Lila menatapnya dengan dahi berkerut. Lila merasa Rey tidak sungguh-sungguh. Kini perasaannya malah ragu. Tapi, meski begitu, ia bersedia diantar oleh Rey sampai ke rumah.

_____

Beberapa minggu sebelumnya, Rey mendapatkan tekanan dari orang tuanya untuk segera menikah. Awalnya karena orang tuanya tidak ingin melihat anaknya frustasi karena putus cinta, tapi belakangan mereka juga berpikir bahwa Rey bukan lagi pemuda yang bisa bermain-main dengan waktu. Usianya sudah mendekati kepala tiga, dan ayahnya, seorang pengusaha sukses yang dikenal disiplin, telah menjodohkannya dengan seorang wanita bernama Lila.

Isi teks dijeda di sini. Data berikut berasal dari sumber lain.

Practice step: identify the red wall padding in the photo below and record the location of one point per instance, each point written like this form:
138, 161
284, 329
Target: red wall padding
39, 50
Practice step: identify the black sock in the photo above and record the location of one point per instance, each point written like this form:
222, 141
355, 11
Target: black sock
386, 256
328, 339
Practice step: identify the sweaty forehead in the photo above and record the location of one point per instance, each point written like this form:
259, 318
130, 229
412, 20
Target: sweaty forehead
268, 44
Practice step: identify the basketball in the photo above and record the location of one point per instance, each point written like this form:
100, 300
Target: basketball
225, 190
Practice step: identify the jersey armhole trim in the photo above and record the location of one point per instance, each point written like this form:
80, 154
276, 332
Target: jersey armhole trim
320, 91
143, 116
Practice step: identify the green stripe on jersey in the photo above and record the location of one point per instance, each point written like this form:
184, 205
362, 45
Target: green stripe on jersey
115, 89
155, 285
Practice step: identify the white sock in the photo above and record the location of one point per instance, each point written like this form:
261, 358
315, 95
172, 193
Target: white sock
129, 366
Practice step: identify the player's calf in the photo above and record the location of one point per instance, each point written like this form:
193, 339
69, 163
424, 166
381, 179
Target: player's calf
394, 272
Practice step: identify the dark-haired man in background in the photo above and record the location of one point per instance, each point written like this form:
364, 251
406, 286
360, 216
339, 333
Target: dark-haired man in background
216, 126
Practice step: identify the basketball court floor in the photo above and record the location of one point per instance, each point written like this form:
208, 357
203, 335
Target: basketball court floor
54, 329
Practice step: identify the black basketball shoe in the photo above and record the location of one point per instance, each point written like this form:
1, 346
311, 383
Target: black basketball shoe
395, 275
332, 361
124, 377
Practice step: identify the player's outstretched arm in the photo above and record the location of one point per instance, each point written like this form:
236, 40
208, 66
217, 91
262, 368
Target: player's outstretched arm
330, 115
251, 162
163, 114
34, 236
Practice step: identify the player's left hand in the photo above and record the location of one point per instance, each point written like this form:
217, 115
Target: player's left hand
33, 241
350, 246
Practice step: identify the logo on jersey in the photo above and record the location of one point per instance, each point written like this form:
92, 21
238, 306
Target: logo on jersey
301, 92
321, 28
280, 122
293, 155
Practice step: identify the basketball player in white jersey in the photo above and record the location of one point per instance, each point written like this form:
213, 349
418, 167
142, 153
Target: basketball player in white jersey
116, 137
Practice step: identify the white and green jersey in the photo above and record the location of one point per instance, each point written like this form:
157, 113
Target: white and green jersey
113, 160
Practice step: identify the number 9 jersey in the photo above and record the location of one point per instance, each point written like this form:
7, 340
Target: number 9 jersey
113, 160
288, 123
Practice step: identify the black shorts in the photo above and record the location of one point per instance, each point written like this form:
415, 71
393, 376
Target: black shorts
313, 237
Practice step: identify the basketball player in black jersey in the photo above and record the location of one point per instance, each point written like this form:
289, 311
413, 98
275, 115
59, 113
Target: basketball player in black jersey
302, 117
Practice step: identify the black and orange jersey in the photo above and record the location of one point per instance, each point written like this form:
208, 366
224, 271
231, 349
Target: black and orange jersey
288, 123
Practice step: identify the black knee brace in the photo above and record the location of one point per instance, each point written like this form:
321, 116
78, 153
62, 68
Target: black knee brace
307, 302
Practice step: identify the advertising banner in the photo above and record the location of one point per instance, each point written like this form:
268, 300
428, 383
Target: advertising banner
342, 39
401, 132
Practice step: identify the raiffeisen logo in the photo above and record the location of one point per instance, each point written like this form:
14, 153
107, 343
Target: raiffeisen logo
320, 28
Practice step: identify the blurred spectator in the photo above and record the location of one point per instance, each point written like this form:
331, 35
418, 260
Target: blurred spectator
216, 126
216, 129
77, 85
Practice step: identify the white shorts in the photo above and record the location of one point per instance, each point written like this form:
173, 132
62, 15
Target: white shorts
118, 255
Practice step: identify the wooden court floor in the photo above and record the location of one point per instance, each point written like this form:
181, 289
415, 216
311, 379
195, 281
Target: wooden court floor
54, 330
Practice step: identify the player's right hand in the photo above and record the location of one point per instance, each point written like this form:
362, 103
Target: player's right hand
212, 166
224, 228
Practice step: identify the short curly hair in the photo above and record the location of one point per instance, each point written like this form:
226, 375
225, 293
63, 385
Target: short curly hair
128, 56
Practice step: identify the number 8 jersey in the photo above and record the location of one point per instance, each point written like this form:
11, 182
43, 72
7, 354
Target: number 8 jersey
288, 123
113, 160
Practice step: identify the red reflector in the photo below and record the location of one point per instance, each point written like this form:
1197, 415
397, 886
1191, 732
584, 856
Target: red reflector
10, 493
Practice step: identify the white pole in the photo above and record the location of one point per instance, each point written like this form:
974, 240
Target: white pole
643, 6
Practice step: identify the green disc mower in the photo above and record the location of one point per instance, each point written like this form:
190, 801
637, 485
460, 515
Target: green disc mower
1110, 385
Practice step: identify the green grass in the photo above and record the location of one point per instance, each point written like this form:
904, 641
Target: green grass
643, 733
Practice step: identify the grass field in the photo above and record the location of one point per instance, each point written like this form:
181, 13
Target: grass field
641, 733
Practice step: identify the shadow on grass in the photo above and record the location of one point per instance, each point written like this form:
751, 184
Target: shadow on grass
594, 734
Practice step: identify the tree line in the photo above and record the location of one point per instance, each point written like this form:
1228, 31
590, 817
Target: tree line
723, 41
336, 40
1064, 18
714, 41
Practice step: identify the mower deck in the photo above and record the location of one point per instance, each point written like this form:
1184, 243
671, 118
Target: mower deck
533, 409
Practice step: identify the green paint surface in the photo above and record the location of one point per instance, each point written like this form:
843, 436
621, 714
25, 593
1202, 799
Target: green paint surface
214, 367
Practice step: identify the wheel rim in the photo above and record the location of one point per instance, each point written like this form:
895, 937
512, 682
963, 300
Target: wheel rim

Awalnya Rey menolak. Ia merasa belum siap. Karena khawatir Lila terpaksa. Namun, pertemuannya dengan Lila membuyarkan semua keraguan. Lila adalah sosok yang tenang, dewasa, dan mengerti arah hidupnya. Bersamanya, Rey merasa seperti pulang. Namun, bayang-bayang masa lalu datang tanpa diundang. April, mantan kekasihnya yang pernah meninggalkannya demi seorang pria itupun kembali. Dan, seperti ingin menguji takdir, Rey mengatur pertemuan dengan April. Bukan karena ia masih mencintainya, tapi karena ingin memastikan bahwa keputusan memilih Lila adalah benar.

Setelah beberapa pertemuan, Rey menyadari satu hal—April belum berubah. Masih egois, masih menuntut, dan masih menganggap Rey sebagai pelengkap, bukan pendamping. Sementara Lila, meski sudah lama tak bertemu, ia menunjukkan kesabaran yang luar biasa bahkan ketika Rey mulai bersikap menjauh saat April datang.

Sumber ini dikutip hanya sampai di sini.